Basically, there is no large coherence anywhere, except for the well known periscope peaks that are coherent with ISS signals, IMC angular signals and PSL periscope (figure 1-3)

At low frequency, there is coherence with SUS-ETMY_L3_ESDAMON_?? signals. This was not there in the past, so I guess this coherence is just due to a change in the control strategy. If I'm not mistaken, this signal is just a monitor of the correction sent to the ESD, so coherence with DARM is normal. Please correct me if wrong... (figure 4)

In the 10-30 Hz there is coherence with ASC-MICH_P (figure 5)

In the 10-70 Hz region one dominant source of noise is longitudinal control, since there is coherence with MICH and SRCL (figures 6-7). This noise is not dominant and still a factor of few from the measured sensitivity.

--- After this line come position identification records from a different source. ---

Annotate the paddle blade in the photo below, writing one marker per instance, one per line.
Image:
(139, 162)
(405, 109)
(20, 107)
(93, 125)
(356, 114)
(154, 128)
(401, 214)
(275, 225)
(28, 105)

In the higher frequency region (above 100 Hz), there is coherence with ISS and PSL periscope as already pointed out, but there is also some coherence with AS signal: ASC-AS_A/B_DC_SUM, ASC-AS_A_RF36_I_PIT/YAW etc... Together with the main jitter peaks, there is a broadband noise floor at about 1e-10 m/rHz from 100 to 1000 Hz. This might be intensity noise or noise in high order modes that is not completely filtered by the OMC (figure 8).

Finally, a 90 Hz bump seems to be coherent with HAM5 signals (figure 9)

Jenne, Sheila, Evan

We locked at 10Watts with low noise, and redid the OMC excitations that Koji and I did in alog 17919.  We plotted the OMC L excitation against a model with a peak to peak motion of 36 um, and the result seems consistent with a reflectivity of 160e-7 that we measured on Friday by exciting the ISI.  This is slightly worse than what we measured in April.  

We made these excitations with the same amplitudes and frequencies that we used in April, but some of the velocities seem to be smaller.  Jenne is working on doing a more thourough comparision, but it seems that the scatter is better when we are exciting Yaw and Transverse, if a little worse for longitudnal.  

We used a frequency of 0.2 Hz for all excitations.